Friday, May 12, 2000 4:00 PM UTC2000-05-12T16:00:00Zl, M j, Y g:i A T

End of the rogue

The "Pirate Kingfish" savors his final free days before a jury lowers the boom.

End of the rogue

I am standing in the kitchen of the one they call the Pirate Kingfish. It’s two weeks before the verdict will be delivered in Edwin Edwards’ corruption trial, and after nagging entreaties, the former Democratic governor of Louisiana has permitted a peek into what could be his last days as a free man (“Get on down hee-ahh,” he grudgingly acceded over the phone).

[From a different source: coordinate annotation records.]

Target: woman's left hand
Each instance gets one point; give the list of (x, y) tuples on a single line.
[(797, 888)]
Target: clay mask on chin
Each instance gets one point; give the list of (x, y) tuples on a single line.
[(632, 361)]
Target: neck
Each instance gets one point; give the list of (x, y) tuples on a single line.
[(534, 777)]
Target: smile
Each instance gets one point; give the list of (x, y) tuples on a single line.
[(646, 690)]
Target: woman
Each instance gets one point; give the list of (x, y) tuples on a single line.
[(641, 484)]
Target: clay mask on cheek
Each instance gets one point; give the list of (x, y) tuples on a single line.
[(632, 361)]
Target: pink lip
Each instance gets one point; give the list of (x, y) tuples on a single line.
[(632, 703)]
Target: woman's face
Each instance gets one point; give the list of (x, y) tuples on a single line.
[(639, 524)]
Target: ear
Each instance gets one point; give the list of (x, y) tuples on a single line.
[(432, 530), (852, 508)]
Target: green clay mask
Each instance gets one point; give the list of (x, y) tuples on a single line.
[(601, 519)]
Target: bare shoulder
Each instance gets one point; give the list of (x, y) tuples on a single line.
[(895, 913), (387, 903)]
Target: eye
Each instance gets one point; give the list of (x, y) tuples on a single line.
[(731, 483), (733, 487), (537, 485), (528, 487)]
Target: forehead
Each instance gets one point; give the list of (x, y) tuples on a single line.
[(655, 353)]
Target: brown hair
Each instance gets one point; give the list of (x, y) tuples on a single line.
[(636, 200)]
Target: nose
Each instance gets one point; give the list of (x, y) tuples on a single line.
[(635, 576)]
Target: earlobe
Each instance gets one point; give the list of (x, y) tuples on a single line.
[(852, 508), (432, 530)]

Edwards is late for our afternoon appointment, so I’m grilling George, his cook, a liberally tattooed ex-con. As George sings the Guv’nah’s hosannas while stabbing a strawberry pie crust with a fork, a haggard Edwards walks in, tossing his keys on the counter. Back from a third day of jury deliberations, he looks unhappy to have a visitor. I don’t wait for an introduction before presumptuously making chummy. I inform Edwards that George, here, has allowed me to rifle through Edwards’ underwear drawers. Edwards does not offer a courtesy smile, and instead fixes me with a stare through those possum-like orbs that served him so well during governor’s-mansion poker games. “It don’t both-ahhh me none,” he shrugs. “Everybody else does.”